Tashana Vincent, who plays for Jamaica Women’s National Team attended our training with three other members of the Reggae Girlz. Staci Wilson, a CAC coach and a former USWNT player was delighted to work with such high quality. Staci has connected with various organizations in attempts to advance the Jamaican WNT, which was disbanded from 2007-2014 for various reaons. Without their existence, role models for young girls faltered and Jamaica’s lack of female participation and gender equity issues snowballed. The team was reactivated this past year.

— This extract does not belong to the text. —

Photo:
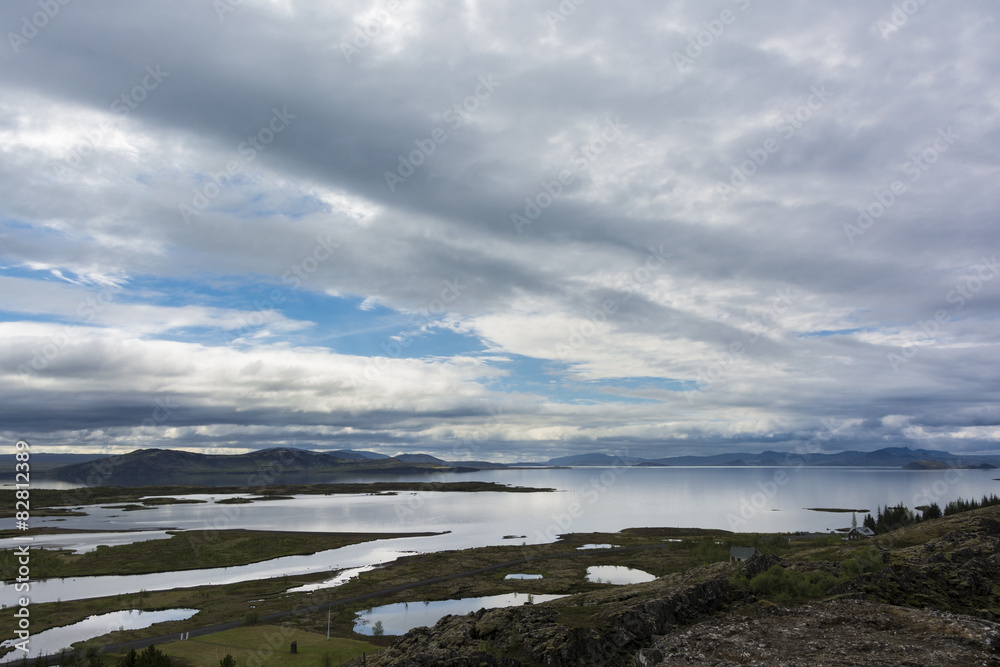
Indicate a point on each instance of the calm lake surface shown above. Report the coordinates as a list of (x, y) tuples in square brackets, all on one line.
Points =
[(588, 499)]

Staci thought that she had originally met Tashana during a recruiting opportunity in 2012. However Tashana insisted it was earlier than that. On the third day of training, everything clicked. Tashana walked up to Staci and declared that she had played against her over a decade earlier, in 2000 in Kingston. Skeptical at first, Tashana pressed on and told Staci that she wore #27 and played wing-defense, and that she remembered Staci out-working and out-running everyone during the match. At the time the Jamaican national team organization was a relatively haphazard. Fast-forward to today and things are still not equal, however the JWNT now has the support of Cedella Marley (daughter of Bob Marley), the JFF, and the country. Our staff was excited to see such progress and Staci was moved by Tashana’s kind words of recognition. Everything adds up to gender equity and progress to where we are today. Because of Tashana’s comments, it is clear that playing against Staci and her team made a lasting influence and encouraged her to continue to play and improve, even when the National team did not exist. She persisted and now is proud to represent her country. She is still involved in the game as a player and is studying to be a teacher. Tashana will become a coach for the next generation of girls and boys as both a teacher and coach – a true pioneer when things seemed bleakest.
The second coach with a great story is Maximillian McTaggart. He was ‘discovered’ by Ballaz program coordinator Sherrick “Shrek” Williams while working in his home community of Stadium Gardens. Sherrick asked Max why he wanted to coach the kids – and he answered that he wanted to make a change in their lives. Formerly a track athlete and working as a customer service representative, Max’s first soccer training came last year at the inaugural Coaches Across Continents partnership. Although his real job prohibited him from coaching during the week, he found a way to volunteer every Saturday. When his contract expired, he reached out to Ballaz to see if he could work for them full-time. His new and more enjoyable job allows him to coach at three schools and on Saturdays with kids ranging from pre-school through 18. In Max’s own words:
Working with Ballaz means a lot to me. I now have the ability to reach and impact a child and it’s important because in my community I see a lot wrong with they way the children are being socialized. There is a level of selfishness across all Jamaica. With people being very disrespectful, so I saw coming to coaching as an opportunity to change that. That’s one of my coaching mantras, the idea of respect – not just for the adults, but for each other. I really want to thank Sherrick for giving me the opportunity. If all of us as coaches see ourselves as people that can make that change, then Jamaica can be better.